Williams has also toured as part of a string trio with fellow Virginians, singer/guitarist Larry Keel and his wife, singer/bassist Jenny Keel, dubbed Keller and the Keels. You can find them hitting key stops on the bluegrass festival circuit playing songs from their two releases GRASS AND THIEF.

If it seems as if this is a man who never stops, that would be about right. Keller released the amusingly titled THIEF—his all-covers project with the Keels—early in 2010, and KIDS, his sixteenth album, in the fall of that same year. A father of two himself, Williams was, of course, inspired by his own offspring but, he says, some of the songs were written before his children were born. “When Not For Kids Only by Jerry Garcia and David Grisman came out, I knew that there was hope for me with kids music,” he says. “I was really attached to that record.” The songwriting for Kids, Keller says, “was not necessarily singing to the kids. A lot of it was me singing from the perspective of the kids. That was my plan, to get on their wavelength, on their level, and be one of them, so it’s kind of like one of their friends singing to them.”

In 2011, BASS found the multi-instrumentalist only playing bass guitar. BASS was also the first album to be recorded with Keller’s live reggae-funk band Kdubalicious, which in addition to Keller on bass and vocals, features Jay Starling on keyboards and Mark D on drums. On the other end of the spectrum – but just as tasty – is Keller’s 2012 release PICK. This collaboration featuring Keller Williams with The Travelin’ McCourys is a classic case of the whole being greater than the sum of its parts—although the parts are rather massive on their own, to be sure. “Performing with The Travelin’ McCourys is one of my favorite things to do in the world,” Keller explains. “This project has struck a special chord with me [pun intended]. It is very addictive.”

Indeed, Keller always enjoys working with a band. For 2013 he stepped out with a new muse, a 6-piece funk band dubbed More Than a Little. Williams drew from the Richmond, VA R&B/gospel scene including a pair of show stealing female singers. FUNK – a sexy live recording that pays deep homage to the genre’s roots, Keller style – hit the streets in November 2013 and More than a Little made its way around the country becoming a festival staple all their own.

Early 2015 found Keller back in the studio working on his 20th release, VAPE. While mainly a solo endeavor, it does feature a few special guests such as Sampson Grisman, John Kadlecik and a track with the Travelin’ McCourys. In Keller’s own words “Imagine taking these songs and blowing high pressured life through them in a low pressured atmosphere. Out comes highly concentrated music that can be heated up and inhaled through your ears…Vape”.

In 2016, Keller assembled yet another band, Keller Williams’ KWahtro.
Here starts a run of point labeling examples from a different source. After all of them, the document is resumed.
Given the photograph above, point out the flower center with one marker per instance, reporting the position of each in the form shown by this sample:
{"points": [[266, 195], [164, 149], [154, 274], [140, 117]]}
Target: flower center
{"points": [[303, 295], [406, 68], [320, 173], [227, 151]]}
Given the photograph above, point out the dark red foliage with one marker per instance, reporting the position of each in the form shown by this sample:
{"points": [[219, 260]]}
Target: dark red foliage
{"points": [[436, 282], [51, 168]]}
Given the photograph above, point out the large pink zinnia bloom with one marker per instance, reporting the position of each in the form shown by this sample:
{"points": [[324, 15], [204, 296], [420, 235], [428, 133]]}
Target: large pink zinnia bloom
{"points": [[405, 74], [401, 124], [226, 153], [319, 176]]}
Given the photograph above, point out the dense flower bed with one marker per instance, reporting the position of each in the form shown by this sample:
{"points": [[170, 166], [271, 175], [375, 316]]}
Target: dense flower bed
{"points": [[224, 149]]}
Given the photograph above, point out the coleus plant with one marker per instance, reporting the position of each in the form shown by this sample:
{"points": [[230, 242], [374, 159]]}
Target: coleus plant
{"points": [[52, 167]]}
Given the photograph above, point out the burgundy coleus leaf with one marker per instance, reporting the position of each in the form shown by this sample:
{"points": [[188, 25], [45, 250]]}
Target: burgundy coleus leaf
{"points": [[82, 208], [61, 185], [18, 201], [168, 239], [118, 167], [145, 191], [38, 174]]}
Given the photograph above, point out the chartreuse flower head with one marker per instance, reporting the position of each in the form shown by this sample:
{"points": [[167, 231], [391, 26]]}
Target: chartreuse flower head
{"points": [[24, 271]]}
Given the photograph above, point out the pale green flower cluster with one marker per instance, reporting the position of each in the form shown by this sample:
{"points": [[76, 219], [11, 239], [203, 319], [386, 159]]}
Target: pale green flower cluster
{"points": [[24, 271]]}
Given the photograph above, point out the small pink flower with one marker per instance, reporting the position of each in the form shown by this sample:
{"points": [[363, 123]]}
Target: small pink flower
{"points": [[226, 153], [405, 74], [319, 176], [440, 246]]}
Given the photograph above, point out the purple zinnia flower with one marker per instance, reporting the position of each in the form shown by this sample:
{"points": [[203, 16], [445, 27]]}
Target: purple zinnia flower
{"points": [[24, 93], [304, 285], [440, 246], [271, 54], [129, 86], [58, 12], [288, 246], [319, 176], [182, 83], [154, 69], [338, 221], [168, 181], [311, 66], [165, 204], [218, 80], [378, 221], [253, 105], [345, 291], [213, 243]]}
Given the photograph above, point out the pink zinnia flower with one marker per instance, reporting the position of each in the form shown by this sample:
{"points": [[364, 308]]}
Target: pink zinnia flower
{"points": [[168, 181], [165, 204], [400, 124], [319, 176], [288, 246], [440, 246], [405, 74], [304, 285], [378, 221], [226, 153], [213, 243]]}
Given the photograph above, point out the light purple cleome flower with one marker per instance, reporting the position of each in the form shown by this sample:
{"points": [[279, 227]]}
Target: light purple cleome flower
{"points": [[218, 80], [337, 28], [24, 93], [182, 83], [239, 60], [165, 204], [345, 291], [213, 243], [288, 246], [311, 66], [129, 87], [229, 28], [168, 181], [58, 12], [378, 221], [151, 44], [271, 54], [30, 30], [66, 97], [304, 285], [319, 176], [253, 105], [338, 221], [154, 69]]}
KWahtro, featuring Gibb Droll, Danton Boller and Rodney Holmes, toured the country throughout the winter and fall of 2016. The first KWahtro album, SYNC will be released in January of 2017. According to Keller, SYNC began as acoustic dance music but with the help of Droll, Boller and Holmes and special guests Mike Dillon and The Accidentals, the album “morphed into a type of acoustic acid jazz that draws on imagery in both the lyrics and the music.”

As if one album release wasn’t enough for 2017, Keller’s first all solo acoustic album, RAW, will also be released in January of 2017. Keller started working on RAW in 2011 but got sidetracked by a number of other projects that began to take form. It was when Keller’s 2017 winter tour, Shut the Folk Up and Listen with Leo Kottke, started to take form, that he jumped back into it and completed the album. For Keller this album and tour represent his roots; all solo acoustic guitar and vocals, no looping, pedals or bands.

Two albums at once, why not! Something different. That, we can assume, is how it will always be with Keller Williams.